Zooming in, even how this year has played out is jarring. While fans are used to really odd decision-making from this organization at this point, Mozeliak continues to outdo himself, and that's led to another example of horrible management from the president of baseball operations with how he has handled Erick Fedde in 2025.
STL Sport Central's Brenden Schaeffer declared Mozeliak's handling of Fedde as "the worst and most inexplicable saga of the Mozeliak era", and it got me thinking...where do I rank the Fedde debacle in terms of the many, and I mean many, crazy sagas we've seen under Mozeliak's leadership?

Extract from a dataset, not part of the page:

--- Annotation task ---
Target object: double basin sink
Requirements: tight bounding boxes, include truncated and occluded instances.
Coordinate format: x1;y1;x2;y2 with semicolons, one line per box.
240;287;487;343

The worst and most inexplicable saga of the Mozeliak era comes to a close. https://t.co/QpkqKu4iY2
— Brenden Schaeffer🎳 (@bschaeffer12) July 23, 2025
Today, I am going to try my best to rank the 10 worst and most inexplicable sagas of the Mozeliak regime based on a number of factors that are quite subjective, so this list will likely be different than yours. I am going to provide ten different trends, strings of decision-making, or singular decisions that were so terrible and unexplainable that they embarrassed the front office, ownership, and this fanbase.
Ultimately, I ordered this list based on the level of insanity it took to get to that place, not necessarily the most consequential poor decisions Mozeliak made. Just because something goes wrong on a grand scale doesn't make it more insane than "smaller" decisions. But trust me, there are some pretty significant and long-term developments on this list as well.
Here are the 10 worst and most inexplicable Cardinals sagas under John Mozeliak
10. Allowing veteran leadership in clubhouse to go unchecked
Following the disaster that was the 2023 season, the Cardinals decided they were going to make a run at contention again in 2024, rather than enter a rebuild or aggressive retool. Even with aging veterans on their roster and a new young core emerging, the Cardinals hoped to blend the two together and prove that 2023 was just a one-year blip.
While hindsight says it was the wrong choice, and there were fans who critiqued it at the time, I saw why they thought they could get back to contention, and if ownership was willing to fork over some cash, it was the perfect offseason to target some high-end pitching to headline their rotation.
Mozeliak did bring in Sonny Gray, but avoiding making a major trade for a starter like Dylan Cease or Tyler Glasnow, and did not serioiusly entertain signing big name starters like Blane Snell or Yoshinobu Yamamoto. Instead, they filled out the rest of their rotation with Kyle Gibson and Lance Lynn, and decided to that was enough to turn things around.
Well, and then the Cardinals made two really odd signings to serve in bench roles on their roster - Matt Carpenter and Brandon Crawford. Why? Well, because Nolan Arenado and Paul Goldschmidt requested more veterans on the roster, because "their team was all young guys" back in 2023. Arenado believed that having someone like Carpenter, the later addition of Crawford, and guys like Lynn and Gibson was going to allow the Cardinals to "talk to the young guys and hold them accountable" while Arenado and Goldschmidt handled their business.
Arenado blamed that need on the fact that he and Goldschmidt weren't really vocal people, but come on. We are talking about two guys who are supposed to be future Hall of Famers and competed for (and Goldschmidt won) the NL MVP back in 2022. They can't hold young guys accountable? They can't lead the clubhouse? I'm not saying there shouldn't be more veterans around, but they really thought they needed Carpenter and Crawford, who both took away potential roles from more impactful players, to do that for them?
Not everyone can be Albert Pujols, Yadier Molina, Matt Holliday, Adam Wainwright, or Chris Carpenter, but man, you can't convince me that it's not Goldschmidt or Arenado's role to step up and be those guys. And Mozeliak should have challenged his superstars on that after a horrible 2023 season, rather than caving in and allowing them to run roster decisions.
I haven't even touched on Miles Mikolas, who for years seems to avoid taking accountability for dreadful performances, instead seeking to diminish them or chalk them up to bad luck. Yes, some of this for sure falls on Oliver Marmol, but Mozeliak is the one who sets the roster, and the tone he set the last few years with this has been frustrating to observe from the outside looking in.